Iceland is a fascinating country with a rich and diverse culture that spans more than a thousand years. Here are some interesting facts about the people who live there and their way of life.
- Icelanders are proud of their language, which is a direct descendant of Old Norse, the language of the Vikings who settled the island in the 9th and 10th centuries. Icelanders still use the same alphabet as the ancient Norse, with some additional letters. They also preserve many old words and expressions that have disappeared from other modern languages. Icelanders are avid readers and writers, and have produced many literary works, especially the sagas, which are epic stories of heroes and adventures that took place during the settlement period1.

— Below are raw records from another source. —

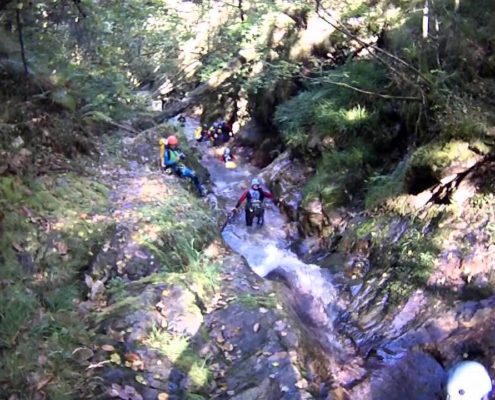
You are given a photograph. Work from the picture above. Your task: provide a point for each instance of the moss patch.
(52, 229)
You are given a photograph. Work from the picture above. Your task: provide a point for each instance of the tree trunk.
(241, 10)
(211, 85)
(426, 19)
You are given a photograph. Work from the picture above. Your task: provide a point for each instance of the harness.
(254, 201)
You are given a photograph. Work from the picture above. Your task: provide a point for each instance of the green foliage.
(339, 176)
(40, 269)
(383, 187)
(430, 161)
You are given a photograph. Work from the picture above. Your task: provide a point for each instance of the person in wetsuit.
(254, 197)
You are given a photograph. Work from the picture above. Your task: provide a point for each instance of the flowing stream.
(266, 248)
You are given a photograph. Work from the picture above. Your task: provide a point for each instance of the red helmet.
(172, 140)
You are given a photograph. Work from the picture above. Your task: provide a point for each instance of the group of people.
(171, 161)
(218, 133)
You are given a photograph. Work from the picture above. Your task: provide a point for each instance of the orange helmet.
(172, 140)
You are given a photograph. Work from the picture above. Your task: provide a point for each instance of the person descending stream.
(170, 156)
(254, 197)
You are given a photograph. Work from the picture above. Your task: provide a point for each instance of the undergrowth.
(52, 229)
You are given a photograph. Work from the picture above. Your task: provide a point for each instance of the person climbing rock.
(226, 129)
(468, 380)
(202, 134)
(228, 158)
(227, 155)
(254, 197)
(216, 134)
(170, 160)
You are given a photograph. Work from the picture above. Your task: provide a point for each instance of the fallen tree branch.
(210, 86)
(383, 96)
(338, 25)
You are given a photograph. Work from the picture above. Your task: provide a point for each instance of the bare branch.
(383, 96)
(338, 25)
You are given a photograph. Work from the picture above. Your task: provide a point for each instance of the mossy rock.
(432, 162)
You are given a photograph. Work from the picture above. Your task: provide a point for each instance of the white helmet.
(468, 380)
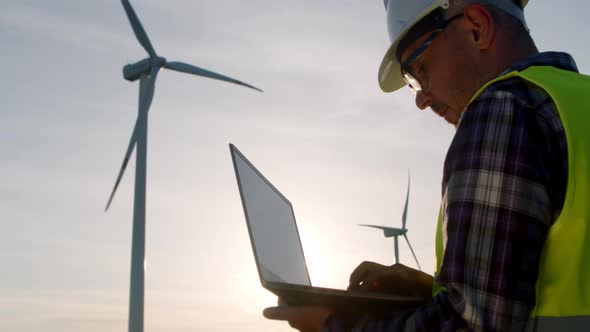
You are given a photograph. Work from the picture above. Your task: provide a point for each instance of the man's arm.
(497, 213)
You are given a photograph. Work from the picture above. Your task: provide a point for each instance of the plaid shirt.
(503, 186)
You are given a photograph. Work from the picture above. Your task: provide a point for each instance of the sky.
(322, 132)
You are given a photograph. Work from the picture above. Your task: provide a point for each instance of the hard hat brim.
(390, 75)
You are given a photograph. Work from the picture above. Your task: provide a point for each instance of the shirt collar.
(559, 60)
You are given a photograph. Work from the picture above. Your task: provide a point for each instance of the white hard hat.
(413, 18)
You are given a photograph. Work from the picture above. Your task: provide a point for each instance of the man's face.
(443, 74)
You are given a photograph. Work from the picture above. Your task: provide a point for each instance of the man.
(513, 238)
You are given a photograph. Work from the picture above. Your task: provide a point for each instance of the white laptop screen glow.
(273, 229)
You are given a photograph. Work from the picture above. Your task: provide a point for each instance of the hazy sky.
(322, 132)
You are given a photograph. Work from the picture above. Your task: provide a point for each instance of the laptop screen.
(272, 227)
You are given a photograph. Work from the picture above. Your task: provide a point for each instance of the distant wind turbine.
(395, 232)
(146, 71)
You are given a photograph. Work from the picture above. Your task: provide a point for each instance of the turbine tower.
(146, 71)
(395, 232)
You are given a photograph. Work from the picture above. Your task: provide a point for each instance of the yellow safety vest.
(563, 283)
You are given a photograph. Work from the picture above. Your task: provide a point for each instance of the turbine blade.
(138, 29)
(190, 69)
(405, 214)
(145, 103)
(412, 250)
(375, 226)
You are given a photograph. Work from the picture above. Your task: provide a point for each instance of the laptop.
(278, 252)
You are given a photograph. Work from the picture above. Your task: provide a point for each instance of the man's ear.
(481, 24)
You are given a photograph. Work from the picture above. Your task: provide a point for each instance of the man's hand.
(302, 318)
(396, 279)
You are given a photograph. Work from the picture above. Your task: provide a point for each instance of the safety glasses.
(410, 78)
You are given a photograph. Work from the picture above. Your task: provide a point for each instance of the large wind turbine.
(146, 71)
(395, 232)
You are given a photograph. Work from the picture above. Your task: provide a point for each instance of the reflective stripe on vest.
(563, 284)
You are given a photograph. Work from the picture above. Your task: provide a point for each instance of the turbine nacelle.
(133, 71)
(390, 232)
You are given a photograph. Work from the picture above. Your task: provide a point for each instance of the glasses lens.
(412, 82)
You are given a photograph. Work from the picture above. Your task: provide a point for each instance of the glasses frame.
(410, 79)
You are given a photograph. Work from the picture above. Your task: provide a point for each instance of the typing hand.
(396, 279)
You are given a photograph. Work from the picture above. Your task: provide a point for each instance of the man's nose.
(423, 99)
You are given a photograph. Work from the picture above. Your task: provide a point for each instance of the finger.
(359, 273)
(279, 313)
(281, 302)
(362, 272)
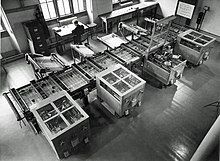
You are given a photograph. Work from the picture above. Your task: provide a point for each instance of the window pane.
(45, 11)
(60, 7)
(42, 1)
(51, 10)
(75, 6)
(81, 6)
(67, 6)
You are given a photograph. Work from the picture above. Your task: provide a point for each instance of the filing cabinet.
(35, 33)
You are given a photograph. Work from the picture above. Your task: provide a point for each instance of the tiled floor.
(168, 126)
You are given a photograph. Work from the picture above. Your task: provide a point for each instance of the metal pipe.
(208, 143)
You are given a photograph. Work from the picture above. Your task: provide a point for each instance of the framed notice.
(185, 10)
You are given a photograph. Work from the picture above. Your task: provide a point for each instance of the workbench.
(112, 40)
(63, 34)
(117, 14)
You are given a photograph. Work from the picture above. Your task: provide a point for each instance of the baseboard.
(11, 58)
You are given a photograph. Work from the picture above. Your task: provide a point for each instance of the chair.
(67, 21)
(85, 37)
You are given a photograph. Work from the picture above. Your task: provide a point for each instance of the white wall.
(211, 22)
(168, 7)
(6, 45)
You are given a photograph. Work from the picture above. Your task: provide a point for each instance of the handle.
(17, 115)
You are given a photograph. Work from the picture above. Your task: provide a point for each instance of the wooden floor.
(169, 125)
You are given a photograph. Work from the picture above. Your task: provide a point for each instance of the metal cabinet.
(120, 89)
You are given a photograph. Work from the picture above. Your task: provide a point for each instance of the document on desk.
(82, 50)
(67, 29)
(112, 40)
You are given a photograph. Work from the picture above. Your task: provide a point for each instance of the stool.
(2, 65)
(92, 28)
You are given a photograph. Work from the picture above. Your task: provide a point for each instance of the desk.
(112, 40)
(127, 10)
(82, 50)
(43, 65)
(62, 33)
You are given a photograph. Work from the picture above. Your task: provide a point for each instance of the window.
(115, 1)
(64, 7)
(79, 5)
(58, 8)
(48, 9)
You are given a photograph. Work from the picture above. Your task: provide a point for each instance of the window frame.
(58, 16)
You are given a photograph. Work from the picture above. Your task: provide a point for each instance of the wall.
(211, 22)
(98, 7)
(168, 7)
(16, 15)
(16, 19)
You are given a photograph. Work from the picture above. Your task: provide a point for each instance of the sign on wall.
(185, 10)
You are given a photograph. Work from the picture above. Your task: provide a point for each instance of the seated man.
(77, 32)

- Icelanders are also very creative and artistic, with a strong tradition of crafts such as weaving, silversmithing, and wood carving. They have a vibrant music scene, with genres ranging from folk to pop to metal. Some of the most famous Icelandic musicians include Björk, Sigur Rós, and Of Monsters and Men. Icelanders also love theater, cinema, and art, and have many festivals and events throughout the year to celebrate their culture. Reykjavík, the capital city, is home to several professional theaters, art galleries, bookstores, cinemas and museums1.
- Icelanders are adventurous and resilient, living in a land of contrasts and extremes. They have to cope with harsh winters, volcanic eruptions, earthquakes, and geysers. They also enjoy the benefits of their unique geography, such as hot springs, glaciers, waterfalls, and the northern lights. Icelanders are very environmentally conscious and use renewable energy sources such as geothermal and hydroelectric power to heat their homes and buildings. They also have a high standard of living and a strong social welfare system2.
- Icelanders are friendly and hospitable, with a sense of humor and a love of storytelling. They are very independent and egalitarian, with a high regard for human rights and democracy. They have one of the oldest parliaments in the world, dating back to 930 AD2. They also have a strong focus on feminism and gender equality, with women playing prominent roles in politics, business, education, and culture3. Icelanders are very open-minded and tolerant of different beliefs and lifestyles3.
- Icelanders have many hobbies and pastimes that reflect their culture and interests. Some of the most popular ones include hiking, skiing, fishing, horse riding, swimming, knitting, chess, soccer, handball, golf, and chess3. Icelanders also have some unique traditions and customs that mark their calendar year. Some of these include Bondadagur (Husband’s Day), Konudagur (Women’s Day), Thorrablot (Midwinter Feast), Twelfth Night (Last Day of Christmas), Sumardagurinn Fyrsti (First Day of Summer), Verslunarmannahelgi (Merchants’ Weekend), Menningarnótt (Culture Night), Jólabókaflóð (Christmas Book Flood), Þrettándinn (Thirteenth Night), and many more4.
Iceland is a country that offers a lot to explore and discover for anyone who is interested in its culture. It is a place where ancient traditions meet modern innovations, where nature meets art, where adventure meets comfort, where diversity meets harmony. It is a place where you can experience the magic of Iceland.